Sp. Pl. 4: 708. 1806
Plants often forming clones by layering. Stems: branches dark gray-brown to yellow-brown, not glaucous, woolly in patches or floccose to glabrescent; branchlets yellow-brown to red-brown or gray-brown, densely (white) woolly or tomentose, sometimes floccose. Leaves: stipules rudimentary or foliaceous on early ones, late ones 2–3.6 mm, apex acute; petiole shallowly to deeply grooved adaxially, 3–10 mm, tomentose or densely (white) woolly adaxially (obscured by hairs); largest medial blade lorate, narrowly elliptic or oblanceolate, 47–103 × 5–20 mm, base convex or cuneate, margins strongly to slightly revolute, entire, or sinuate, apex acute or convex, abaxial surface glaucous (generally obscured by hairs), very densely to sparsely tomentose-woolly (cobwebby in age), hairs dull white, crinkled, adaxial dull or slightly glossy, moderately densely to sparsely tomentose, floccose, hairs dull white; proximal blade margins entire; juvenile blade yellowish green, very densely tomentose abaxially, hairs white. Catkins flowering as leaves emerge; staminate stout or subglobose, 17–39 × 8–16 mm, flowering branchlet 0.5–7 mm; pistillate densely to moderately densely flowered, stout or slender, 20–66 × 9–18 mm, flowering branchlet 1–24 mm; floral bract tawny or brown, 1.2–1.8 mm, apex rounded or acute, abaxially hairy, hairs straight to wavy. Staminate flowers: adaxial nectary narrowly oblong to oblong, 0.6–1 mm; filaments distinct or connate less than 1/2 their lengths; anthers purple turning yellow, ellipsoid, long-cylindrical, or globose, 0.4–0.6 mm. Pistillate flowers: adaxial nectary oblong, 0.4–1 mm; ovary pyriform, beak sometimes slightly bulged below styles; ovules 12–18 per ovary; styles 0.3–1.9 mm. Capsules 4–6 mm. 2n = 38.

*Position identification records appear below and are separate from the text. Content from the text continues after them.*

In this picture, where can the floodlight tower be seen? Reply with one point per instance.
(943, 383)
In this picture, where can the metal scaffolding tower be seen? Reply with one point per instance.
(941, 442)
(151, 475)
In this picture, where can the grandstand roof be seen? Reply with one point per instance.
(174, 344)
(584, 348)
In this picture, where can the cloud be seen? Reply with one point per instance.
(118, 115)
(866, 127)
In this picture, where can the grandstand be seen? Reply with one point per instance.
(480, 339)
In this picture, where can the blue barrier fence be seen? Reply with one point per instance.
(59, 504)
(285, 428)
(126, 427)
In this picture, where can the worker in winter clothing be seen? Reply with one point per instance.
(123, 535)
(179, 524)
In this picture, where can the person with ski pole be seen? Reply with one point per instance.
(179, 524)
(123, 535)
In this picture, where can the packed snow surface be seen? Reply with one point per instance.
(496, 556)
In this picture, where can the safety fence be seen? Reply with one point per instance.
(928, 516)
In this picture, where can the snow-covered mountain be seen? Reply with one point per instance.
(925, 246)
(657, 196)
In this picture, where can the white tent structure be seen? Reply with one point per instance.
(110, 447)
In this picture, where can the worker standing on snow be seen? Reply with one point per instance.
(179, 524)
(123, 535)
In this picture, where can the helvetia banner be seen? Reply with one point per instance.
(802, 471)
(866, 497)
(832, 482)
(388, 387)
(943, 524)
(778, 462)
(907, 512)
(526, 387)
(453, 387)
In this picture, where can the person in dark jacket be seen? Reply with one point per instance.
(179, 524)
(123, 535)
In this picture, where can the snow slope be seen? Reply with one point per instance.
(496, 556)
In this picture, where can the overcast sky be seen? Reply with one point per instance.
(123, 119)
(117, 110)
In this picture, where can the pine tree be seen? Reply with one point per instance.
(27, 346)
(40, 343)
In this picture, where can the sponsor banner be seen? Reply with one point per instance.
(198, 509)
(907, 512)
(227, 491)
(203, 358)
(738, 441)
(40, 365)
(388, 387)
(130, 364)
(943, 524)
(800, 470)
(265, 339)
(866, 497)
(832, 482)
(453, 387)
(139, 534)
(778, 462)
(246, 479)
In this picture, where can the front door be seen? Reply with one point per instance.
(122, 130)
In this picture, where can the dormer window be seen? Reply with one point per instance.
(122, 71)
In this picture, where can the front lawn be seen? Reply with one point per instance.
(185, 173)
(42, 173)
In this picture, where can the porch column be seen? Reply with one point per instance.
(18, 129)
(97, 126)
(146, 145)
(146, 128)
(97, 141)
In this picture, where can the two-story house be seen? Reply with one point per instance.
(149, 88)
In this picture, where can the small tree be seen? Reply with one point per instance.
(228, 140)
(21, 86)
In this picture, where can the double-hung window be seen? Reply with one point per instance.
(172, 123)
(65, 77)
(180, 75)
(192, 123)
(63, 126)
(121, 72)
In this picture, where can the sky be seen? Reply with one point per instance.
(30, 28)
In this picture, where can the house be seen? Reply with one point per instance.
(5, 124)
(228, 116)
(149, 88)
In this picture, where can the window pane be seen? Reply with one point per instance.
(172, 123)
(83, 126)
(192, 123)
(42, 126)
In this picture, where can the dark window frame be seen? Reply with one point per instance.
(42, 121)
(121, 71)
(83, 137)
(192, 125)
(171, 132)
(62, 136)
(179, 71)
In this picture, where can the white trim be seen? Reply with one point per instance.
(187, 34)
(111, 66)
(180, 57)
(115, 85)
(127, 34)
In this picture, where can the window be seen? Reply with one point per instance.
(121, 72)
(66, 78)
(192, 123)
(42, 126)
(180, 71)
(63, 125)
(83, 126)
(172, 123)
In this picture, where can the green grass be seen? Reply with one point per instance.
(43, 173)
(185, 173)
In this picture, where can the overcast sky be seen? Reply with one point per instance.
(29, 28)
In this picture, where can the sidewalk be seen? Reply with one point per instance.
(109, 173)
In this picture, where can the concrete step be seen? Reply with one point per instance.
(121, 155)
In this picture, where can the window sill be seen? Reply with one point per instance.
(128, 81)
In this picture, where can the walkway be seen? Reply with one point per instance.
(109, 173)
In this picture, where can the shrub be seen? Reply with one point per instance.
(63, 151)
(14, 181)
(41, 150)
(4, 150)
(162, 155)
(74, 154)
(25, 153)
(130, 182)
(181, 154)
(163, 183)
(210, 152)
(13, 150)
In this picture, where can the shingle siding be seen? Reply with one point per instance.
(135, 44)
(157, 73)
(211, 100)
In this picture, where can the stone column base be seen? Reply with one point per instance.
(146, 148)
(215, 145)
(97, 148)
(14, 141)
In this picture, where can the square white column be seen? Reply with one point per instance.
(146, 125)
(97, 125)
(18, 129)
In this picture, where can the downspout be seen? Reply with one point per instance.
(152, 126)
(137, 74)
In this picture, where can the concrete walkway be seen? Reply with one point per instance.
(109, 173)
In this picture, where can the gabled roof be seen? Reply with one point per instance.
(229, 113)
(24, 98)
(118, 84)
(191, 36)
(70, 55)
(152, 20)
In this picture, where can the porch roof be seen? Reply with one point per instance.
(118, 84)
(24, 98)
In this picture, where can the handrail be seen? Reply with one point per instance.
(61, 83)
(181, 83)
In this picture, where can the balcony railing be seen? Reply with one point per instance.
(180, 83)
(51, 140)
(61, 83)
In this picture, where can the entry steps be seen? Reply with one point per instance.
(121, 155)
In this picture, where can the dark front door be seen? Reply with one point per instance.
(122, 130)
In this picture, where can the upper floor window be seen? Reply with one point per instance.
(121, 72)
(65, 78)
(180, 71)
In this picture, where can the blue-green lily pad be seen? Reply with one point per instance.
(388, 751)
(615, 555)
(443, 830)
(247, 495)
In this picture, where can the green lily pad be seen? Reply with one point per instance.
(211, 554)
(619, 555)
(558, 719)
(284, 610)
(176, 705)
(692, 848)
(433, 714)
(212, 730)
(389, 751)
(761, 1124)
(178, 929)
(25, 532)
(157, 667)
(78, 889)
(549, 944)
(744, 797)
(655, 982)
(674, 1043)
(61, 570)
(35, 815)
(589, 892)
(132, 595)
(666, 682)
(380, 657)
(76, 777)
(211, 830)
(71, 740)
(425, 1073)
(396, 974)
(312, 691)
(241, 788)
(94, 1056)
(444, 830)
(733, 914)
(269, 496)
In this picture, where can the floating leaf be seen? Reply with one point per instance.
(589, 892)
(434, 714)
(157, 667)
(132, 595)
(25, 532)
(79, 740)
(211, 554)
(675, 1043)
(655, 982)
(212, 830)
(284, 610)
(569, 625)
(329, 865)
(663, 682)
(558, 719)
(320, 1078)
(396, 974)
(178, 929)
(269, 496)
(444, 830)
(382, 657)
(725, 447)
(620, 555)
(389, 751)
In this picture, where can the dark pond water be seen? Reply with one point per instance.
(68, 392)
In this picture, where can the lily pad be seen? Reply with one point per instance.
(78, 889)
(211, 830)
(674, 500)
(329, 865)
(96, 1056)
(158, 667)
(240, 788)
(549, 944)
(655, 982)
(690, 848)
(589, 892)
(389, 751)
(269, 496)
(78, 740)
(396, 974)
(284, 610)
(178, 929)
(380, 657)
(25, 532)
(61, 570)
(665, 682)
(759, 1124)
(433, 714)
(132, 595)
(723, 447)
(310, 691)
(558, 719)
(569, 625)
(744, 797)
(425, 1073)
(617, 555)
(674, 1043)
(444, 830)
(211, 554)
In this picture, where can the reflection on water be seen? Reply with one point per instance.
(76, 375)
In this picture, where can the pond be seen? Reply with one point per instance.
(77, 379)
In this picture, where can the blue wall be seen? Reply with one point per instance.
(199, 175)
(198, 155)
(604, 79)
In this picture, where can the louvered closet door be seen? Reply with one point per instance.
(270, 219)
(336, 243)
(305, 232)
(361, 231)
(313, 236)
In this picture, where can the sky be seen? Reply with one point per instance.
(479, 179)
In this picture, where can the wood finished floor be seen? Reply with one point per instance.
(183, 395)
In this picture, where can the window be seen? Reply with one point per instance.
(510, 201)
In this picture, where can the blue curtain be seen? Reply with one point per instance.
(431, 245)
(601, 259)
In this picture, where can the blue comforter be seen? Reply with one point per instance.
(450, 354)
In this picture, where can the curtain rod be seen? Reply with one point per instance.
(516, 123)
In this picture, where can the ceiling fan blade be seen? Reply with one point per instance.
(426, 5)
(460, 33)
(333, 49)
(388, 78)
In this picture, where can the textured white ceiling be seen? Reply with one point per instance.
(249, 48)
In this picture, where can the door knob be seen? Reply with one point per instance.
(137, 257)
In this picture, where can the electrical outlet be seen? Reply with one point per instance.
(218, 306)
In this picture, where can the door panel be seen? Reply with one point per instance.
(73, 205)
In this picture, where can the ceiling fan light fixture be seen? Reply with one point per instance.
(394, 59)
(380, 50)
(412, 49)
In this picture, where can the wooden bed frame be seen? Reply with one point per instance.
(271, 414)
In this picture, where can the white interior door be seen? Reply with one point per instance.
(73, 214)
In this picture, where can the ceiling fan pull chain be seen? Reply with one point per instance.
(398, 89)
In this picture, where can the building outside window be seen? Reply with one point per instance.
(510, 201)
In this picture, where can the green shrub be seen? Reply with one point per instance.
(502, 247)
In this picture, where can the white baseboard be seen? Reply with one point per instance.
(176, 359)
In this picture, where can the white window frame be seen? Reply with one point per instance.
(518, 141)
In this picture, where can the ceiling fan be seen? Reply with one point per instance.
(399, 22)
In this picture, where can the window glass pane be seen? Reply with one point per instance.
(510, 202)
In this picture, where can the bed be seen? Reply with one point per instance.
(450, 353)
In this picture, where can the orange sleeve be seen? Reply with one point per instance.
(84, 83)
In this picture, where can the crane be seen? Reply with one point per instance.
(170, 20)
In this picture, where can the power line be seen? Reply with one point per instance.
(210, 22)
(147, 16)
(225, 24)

Phenology: Flowering mid Apr-early Jul.
Habitat: Floodplains, marl bogs, fens, and meadows, calcareous substrates
Elevation: 10-2800 m
St. Pierre and Miquelon, Alta., B.C., Man., N.B., Nfld. and Labr., N.W.T., N.S., Nunavut, Ont., P.E.I., Que., Sask., Yukon, Alaska, Colo., Conn., Idaho, Ill., Ind., Iowa, Maine, Mass., Mich., Minn., Mont., N.H., N.J., N.Y., N.Dak., Ohio, Pa., S.Dak., Vt., Wash., Wis., Wyo.
Occurrence of Salix candida in Nunavut is on Akimiski Island in James Bay.
Salix candida is geographically wide-ranging but limited to calcareous habitats and, for that reason, it is quite local or even rare in some parts of its range.
Salix candida forms natural hybrids with S. bebbiana, S. brachycarpa var. brachycarpa, S. calcicola, S. eriocephala, S. famelica, S. myrtillifolia, S. petiolaris, and S. planifolia. Hybrids with S. discolor, S. petiolaris, and S. sericea have been reported (the latter also by C. K. Schneider 1921; M. L. Fernald 1950) but no convincing specimens have been seen. Salix candida hybrids are recognized from their woolly indumentum that often is conspicuous on leaves, stems, and ovaries. In hybrids, these characters, especially woolly patches on ovaries, stand out as discordant variation.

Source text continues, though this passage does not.